Imagine a situation where a user is performing some expensive calculation in a request and wants to do so repeatedly over a bunch of API calls. Some of these expensive calculations might have some common computation that you might want to cache between requests. In such a case, you would like to route all the requests from a specific user to a specific replica.

One such example is Prefix Caching with model servers like vLLM and SGLang where generating the next reply in a converstation can benefit from the cached computation of the conversation history so far and result in significantly lower latencies.

User 1’s requests are always routed to Pod 1 while User 2’s requests are always routed to Pod 2

Pods can be transitory and sticky routing is best-effort basis

It is important to remember that Kubernetes pods and nodes can be short lived and can be re-scheduled due to external events. It is not advised to put any critical stateful logic in Services.
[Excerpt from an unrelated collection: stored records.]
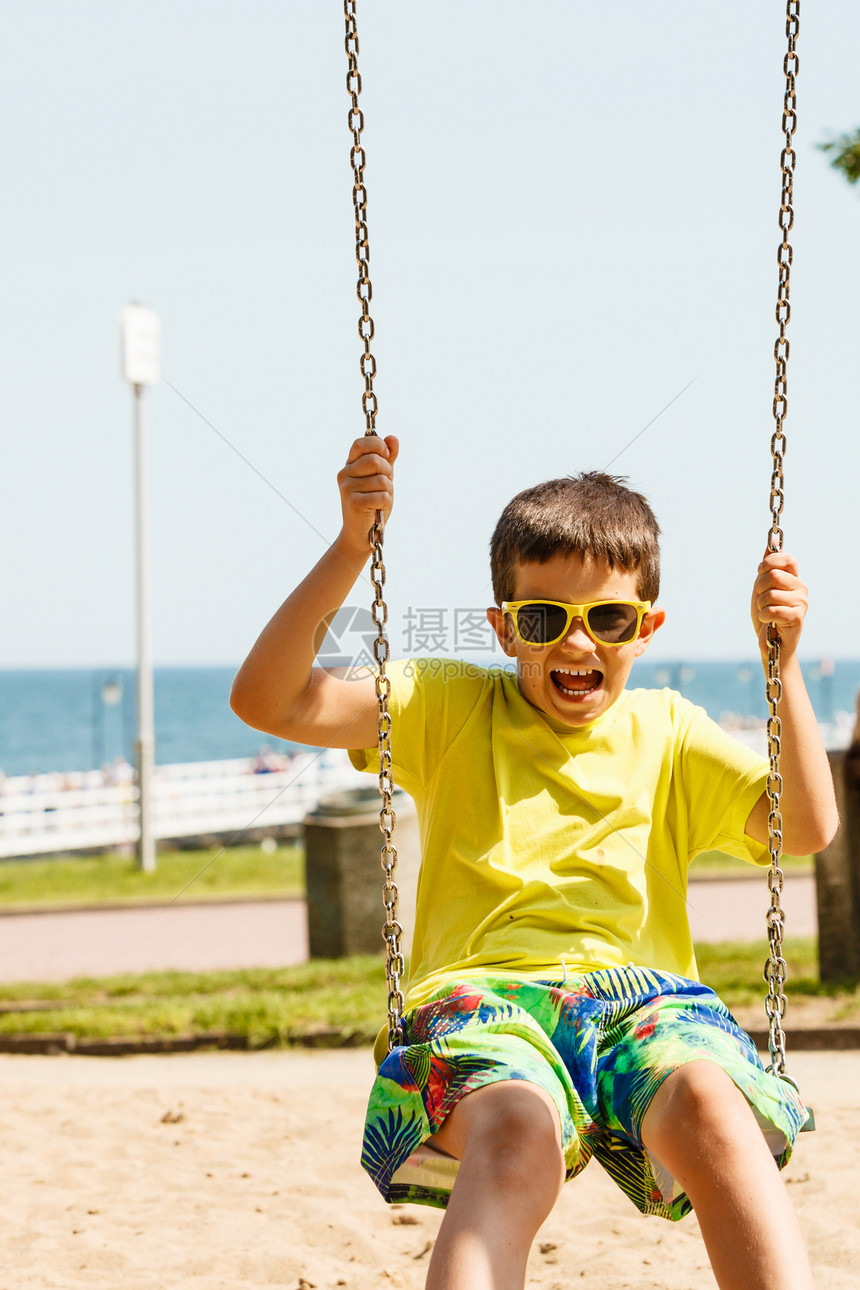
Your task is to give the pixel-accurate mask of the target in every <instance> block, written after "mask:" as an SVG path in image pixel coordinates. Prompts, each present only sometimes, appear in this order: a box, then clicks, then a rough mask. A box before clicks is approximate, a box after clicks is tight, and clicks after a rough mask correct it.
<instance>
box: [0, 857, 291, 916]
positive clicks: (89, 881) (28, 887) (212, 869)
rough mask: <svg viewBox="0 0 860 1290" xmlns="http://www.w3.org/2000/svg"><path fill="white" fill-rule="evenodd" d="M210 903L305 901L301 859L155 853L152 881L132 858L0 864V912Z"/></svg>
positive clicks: (20, 860) (85, 857)
mask: <svg viewBox="0 0 860 1290" xmlns="http://www.w3.org/2000/svg"><path fill="white" fill-rule="evenodd" d="M179 895H182V899H183V900H217V899H227V898H230V897H246V895H257V897H260V895H281V897H288V895H304V851H303V850H302V848H299V846H280V848H277V850H275V851H264V850H263V849H262V848H260V846H230V848H219V849H210V850H193V851H159V854H157V858H156V871H155V873H143V872H142V871H141V869H138V868H137V864H135V859H134V857H133V855H117V854H115V853H111V854H106V855H86V857H75V858H64V859H39V860H3V862H0V906H5V907H14V906H39V904H64V906H75V904H79V906H88V904H112V903H119V904H121V903H122V902H129V903H135V902H147V900H151V902H153V903H157V904H161V903H164V902H168V900H173V899H175V898H177V897H179Z"/></svg>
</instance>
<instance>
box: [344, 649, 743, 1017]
mask: <svg viewBox="0 0 860 1290" xmlns="http://www.w3.org/2000/svg"><path fill="white" fill-rule="evenodd" d="M388 675H389V676H391V682H392V689H391V712H392V717H393V734H392V753H393V769H395V780H396V783H397V784H400V786H401V787H402V788H405V789H406V792H409V793H410V795H411V796H413V799H414V800H415V805H416V810H418V819H419V831H420V838H422V867H420V875H419V884H418V906H416V917H415V933H414V940H413V956H411V971H410V980H409V989H407V995H406V1006H407V1007H414V1006H416V1005H418V1004H422V1002H425V1001H427V998H428V997H429V996H431V995H432V993H433V992H435V991H436V989H438V988H440V987H441V986H445V984H446V983H449V982H451V980H456V979H463V978H476V977H482V975H493V974H498V973H517V974H522V975H525V977H527V978H530V979H533V980H539V979H545V978H548V979H561V977H562V975H563V973H565V971H569V973H580V971H596V970H597V969H600V967H615V966H624V965H627V964H636V965H637V966H643V967H656V969H661V970H663V971H670V973H677V974H679V975H682V977H689V978H692V979H696V975H698V974H696V961H695V955H694V951H692V940H691V937H690V925H689V920H687V909H686V890H687V866H689V863H690V860H691V859H692V858H694V855H696V854H698V853H700V851H707V850H721V851H726V853H728V854H730V855H736V857H740V858H741V859H744V860H750V862H753V863H759V862H765V860H766V858H767V851H766V848H763V846H759V845H758V844H757V842H754V841H753V840H752V838H749V837H747V836H745V833H744V824H745V822H747V818H748V815H749V813H750V810H752V808H753V805H754V802H756V801H757V800H758V797H759V796H761V793H762V792H763V791H765V782H766V779H767V762H766V761H765V760H763V759H762V757H759V756H758V755H757V753H754V752H750V749H749V748H747V747H744V746H743V744H739V743H736V742H735V740H734V739H732V738H731V737H730V735H727V734H725V731H722V730H721V729H719V726H718V725H716V724H714V722H713V721H712V720H710V719H709V717H708V715H707V713H705V712H704V710H703V708H698V707H695V706H694V704H691V703H689V702H687V700H686V699H683V698H682V697H681V695H679V694H676V693H674V691H672V690H625V691H624V693H623V694H621V697H620V698H619V699H618V700H616V703H614V704H612V707H611V708H610V710H609V711H607V712H605V713H603V715H602V716H601V717H598V720H597V721H594V722H592V724H591V725H588V726H584V728H580V729H576V730H571V729H570V728H567V726H562V725H561V724H560V722H556V721H553V720H552V719H551V717H547V716H544V715H543V713H542V712H540V711H538V708H535V707H533V704H531V703H529V702H527V700H526V699H523V697H522V695H521V694H520V690H518V688H517V680H516V676H514V675H513V673H512V672H508V671H503V670H495V668H494V670H489V671H487V670H484V668H478V667H474V666H472V664H468V663H458V662H454V660H450V659H418V660H409V662H401V663H395V664H392V666H391V667H389V673H388ZM349 756H351V759H352V762H353V765H355V766H357V768H358V769H360V770H374V771H378V769H379V760H378V753H376V749H375V748H366V749H353V751H352V752H351V753H349ZM562 965H563V966H562Z"/></svg>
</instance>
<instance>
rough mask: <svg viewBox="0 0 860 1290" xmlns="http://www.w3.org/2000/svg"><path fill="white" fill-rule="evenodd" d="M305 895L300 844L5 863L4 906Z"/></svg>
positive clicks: (1, 901) (809, 865)
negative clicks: (147, 860) (140, 862)
mask: <svg viewBox="0 0 860 1290" xmlns="http://www.w3.org/2000/svg"><path fill="white" fill-rule="evenodd" d="M811 864H812V860H811V858H810V857H801V858H799V859H798V858H794V857H788V855H787V857H785V858H784V867H785V869H787V871H790V872H810V871H811ZM691 873H692V876H694V877H695V876H696V875H701V876H705V875H707V876H714V875H719V876H723V875H725V876H734V877H738V876H744V875H753V876H756V873H757V871H756V869H753V868H750V866H749V864H744V863H743V862H741V860H734V859H732V858H731V857H727V855H722V854H721V853H719V851H708V853H707V854H704V855H700V857H698V858H696V860H695V864H694V867H692V869H691ZM267 895H268V897H275V895H279V897H300V895H304V851H303V849H302V848H300V846H279V848H277V850H275V851H264V850H263V849H262V848H260V846H230V848H220V849H209V850H193V851H192V850H184V851H159V855H157V867H156V872H155V873H142V872H141V871H139V869H138V868H137V864H135V860H134V857H133V855H119V854H116V853H108V854H104V855H86V857H85V855H81V857H71V858H70V857H66V858H58V859H50V858H49V859H39V860H0V907H8V908H9V907H21V906H40V904H54V906H55V904H59V906H97V904H122V903H124V902H128V903H130V904H133V903H146V902H152V903H153V904H161V903H165V902H168V900H173V899H175V898H179V897H181V898H182V899H183V900H224V899H230V898H236V897H267Z"/></svg>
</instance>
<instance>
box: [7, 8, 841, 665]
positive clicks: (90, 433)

Considering this, sticky routing is best effort basis. In the event of a pinned pod getting deleted / evicted, all sessions pinned to that pod will be re-assigned randomly to other pods. Similarly, in the event of a scale up or scale down, the sessions might be re-assigned to evenly distribute the load.

Enabling Sticky Routing

To enable sticky routing, first in the Service labels section add a special label tfy_sticky_session_header_nameand add a header name against it. For e.g. x-truefoundry-sticky-session-id

Sticky Routing from UI

Passing the header when making requests

Now, your clients can send this header with a unique value for a “session”. For e.g. this value can be a conversation id or user id, anything that identifies a unique session that can benefit from stickyness.

For e.g.

curl -X POST https://my-service.example.com/v1/chat/completions \
    -H 'Content-Type: application/json' \
    -H 'x-truefoundry-sticky-session-id: session-id-qnfjk' \
    -d '{"messages": [{"role": "user", "content": "Hi"}]}'

After the first request, any request that has header x-truefoundry-sticky-session-id: session-id-qnfjk will be routed to the same pod the first request was routed to.

What happens if header is not added?

The request will be routed according to default load balancing policy (random / round robin / least load)